As I grew, Nigeria’s dwindling economy affected my family financially. I couldn’t understand why God seemed unkind to my mother and her efforts, especially since she was deeply religious, kind, always helping her community, and doing her best for everyone around her. Suddenly, the pastors who once name-dropped her in their sermons didn’t mention her anymore. The church members who used to come around stopped showing up. All because we weren’t as financially buoyant as before. I began to notice how some of the worst people I’ve ever known, ironically, were deeply religious people.
But the most ridiculous part to me was the ‘sacrificial giving.’ They would ask students to give everything they had ‘in faith’. When I questioned it, they said, ‘It’s after you remove your daily expenses for the month’. As if a student could ever predict their expenses. It just seemed like a money-making grift.
I think the most important lesson I’ve learned since leaving is control. It hasn’t been easy, especially coming to terms with the fact that nobody is coming to save you. As a Christian, I found comfort in believing there was some grand plan or design, but now I know I literally shape my own outcome. It’s a realisation that’s both terrifying and comforting.

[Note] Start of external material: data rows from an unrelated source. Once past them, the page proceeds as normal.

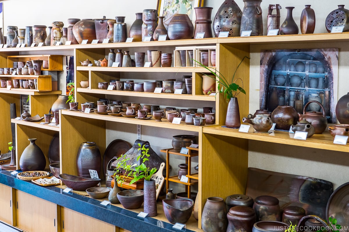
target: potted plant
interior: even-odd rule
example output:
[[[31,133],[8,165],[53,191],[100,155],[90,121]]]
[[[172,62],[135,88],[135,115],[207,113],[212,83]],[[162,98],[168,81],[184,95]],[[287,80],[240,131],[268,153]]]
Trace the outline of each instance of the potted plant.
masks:
[[[245,58],[250,59],[247,56],[245,56],[243,58],[235,69],[233,75],[231,83],[229,83],[222,73],[218,71],[215,70],[215,72],[214,72],[209,67],[205,66],[195,60],[193,60],[196,62],[197,65],[199,66],[207,69],[214,75],[213,76],[208,76],[215,79],[217,79],[217,81],[218,82],[218,91],[219,93],[224,94],[224,97],[226,99],[227,102],[229,101],[229,103],[228,104],[225,118],[225,126],[227,127],[238,128],[241,125],[239,104],[236,96],[240,93],[246,94],[246,92],[243,88],[242,80],[240,78],[235,79],[235,78],[236,71]],[[241,82],[241,86],[237,83],[239,81]]]

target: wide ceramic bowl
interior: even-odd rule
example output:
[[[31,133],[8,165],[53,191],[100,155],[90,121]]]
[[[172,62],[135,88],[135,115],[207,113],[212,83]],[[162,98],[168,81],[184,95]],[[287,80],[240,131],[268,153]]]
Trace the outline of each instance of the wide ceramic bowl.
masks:
[[[92,187],[86,190],[86,192],[92,198],[104,198],[109,194],[110,189],[104,187]]]
[[[143,190],[124,190],[118,193],[117,195],[118,199],[124,208],[128,209],[138,209],[144,201],[144,192]]]
[[[78,191],[84,191],[89,188],[95,187],[101,182],[101,179],[98,178],[85,178],[68,174],[61,174],[59,177],[67,187]]]
[[[59,174],[61,172],[60,162],[54,162],[50,164],[50,170],[53,175],[57,178],[59,178]]]
[[[192,215],[194,201],[189,198],[167,199],[162,201],[166,218],[171,223],[185,223]]]

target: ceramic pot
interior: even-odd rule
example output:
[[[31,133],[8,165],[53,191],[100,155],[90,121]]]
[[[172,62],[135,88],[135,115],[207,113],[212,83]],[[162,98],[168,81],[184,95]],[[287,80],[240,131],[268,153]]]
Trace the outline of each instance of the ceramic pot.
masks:
[[[229,32],[229,37],[240,36],[242,11],[234,0],[225,0],[222,3],[213,21],[216,37],[221,32]]]
[[[157,11],[156,10],[147,9],[143,10],[142,25],[142,41],[144,40],[144,37],[151,36],[151,40],[153,40],[154,31],[157,26]]]
[[[194,8],[196,17],[194,38],[196,38],[198,32],[205,32],[204,38],[212,38],[212,31],[211,29],[212,21],[211,20],[211,15],[213,9],[212,7],[207,7]]]
[[[91,19],[80,20],[73,27],[73,33],[78,42],[81,44],[83,40],[88,40],[88,43],[96,39],[95,21]]]
[[[185,14],[174,15],[167,27],[168,34],[171,40],[191,39],[194,31],[190,19]]]
[[[272,113],[272,121],[276,123],[275,128],[288,131],[291,125],[298,121],[298,114],[292,106],[279,105]]]
[[[77,175],[81,177],[90,177],[89,169],[101,171],[102,163],[101,153],[95,142],[84,142],[80,145],[76,155],[76,169]]]
[[[154,34],[153,35],[153,39],[155,41],[157,41],[159,39],[159,35],[167,34],[167,30],[164,25],[163,20],[164,17],[163,16],[159,16],[157,17],[159,19],[158,20],[158,24],[154,31]],[[166,40],[168,40],[169,39],[169,36],[167,35],[166,37]]]
[[[23,171],[43,170],[46,160],[42,151],[35,144],[36,138],[28,138],[30,143],[24,149],[20,159],[20,167]]]
[[[262,0],[243,0],[239,35],[243,31],[252,31],[251,35],[263,35],[263,18],[260,3]]]
[[[227,209],[220,197],[207,198],[202,210],[201,226],[205,232],[225,232],[228,225]]]
[[[128,37],[133,37],[133,42],[142,41],[142,24],[143,24],[142,15],[142,13],[136,13],[136,20],[130,28]]]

And when it comes to relationships? I’m upfront about it. I can’t be with anyone religious at all.”
“While I was still a practising Christian, I felt like I wasn’t righteous or prayerful enough” — Izzy*, 24, M
Izzy hit a low point in his life that made him question everything, including religion. He shares how he sees life after leaving his faith behind.
“When I hit rock bottom two years ago, I began questioning my beliefs. It wasn’t a new train of thought for me. I had always felt like Christianity was biased and wasn’t a representation of the absolute truth. It didn’t take long for my faith to crumble under my scrutiny. While I was still a practising Christian, I felt like I wasn’t righteous or prayerful enough, and that evil spirits were the cause of my problems. It was a horrible way to live.

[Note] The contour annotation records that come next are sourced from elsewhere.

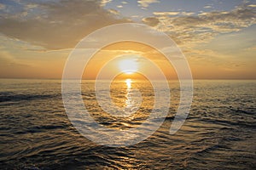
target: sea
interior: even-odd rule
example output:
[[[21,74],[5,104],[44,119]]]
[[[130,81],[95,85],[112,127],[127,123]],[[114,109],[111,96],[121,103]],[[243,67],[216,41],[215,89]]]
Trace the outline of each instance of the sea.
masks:
[[[168,84],[171,104],[160,128],[137,144],[112,147],[91,141],[70,121],[61,80],[0,79],[0,169],[256,169],[255,80],[194,80],[190,111],[174,134],[179,82]],[[139,105],[127,95],[131,88],[141,93]],[[135,109],[125,117],[101,108],[94,81],[83,80],[81,89],[84,107],[106,128],[137,128],[154,110],[147,81],[112,83],[113,105]]]

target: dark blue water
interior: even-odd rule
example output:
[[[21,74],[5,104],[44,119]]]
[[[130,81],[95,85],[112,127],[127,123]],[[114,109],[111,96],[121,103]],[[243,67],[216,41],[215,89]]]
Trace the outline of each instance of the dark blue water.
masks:
[[[82,86],[87,87],[83,92],[85,105],[95,110],[100,123],[120,128],[136,124],[109,122],[96,109],[90,88],[93,82],[84,81]],[[170,82],[170,86],[173,104],[158,131],[135,145],[111,148],[92,143],[73,128],[63,107],[61,81],[2,79],[0,167],[256,168],[256,81],[195,81],[191,111],[174,135],[169,134],[169,128],[177,110],[178,86],[177,82]],[[116,105],[124,101],[122,95],[113,98]],[[140,115],[148,114],[152,104],[147,102]]]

Now, I’m relieved I don’t see life that way anymore. I see life as an outcome of choices, the system in which those choices were made, and the probability of them going right or wrong. This new approach didn’t just eradicate the feeling of being cursed, ignored, or unloved by a god; it granted me the feeling of control. Now, I can make better choices to achieve my goals.
For my identity, I see myself as a living part of the universe becoming conscious and learning to understand itself. Because of that, I try to develop critical thinking skills that transcend biases. Though it took me a year to find my purpose again, I’m now more open-minded to other people and their own beliefs. I’m learning to understand why people think the way they do. I’m also less judgmental than I used to be. I approach life with the humility that I don’t know it all, and I try to focus on becoming a better person each passing day.”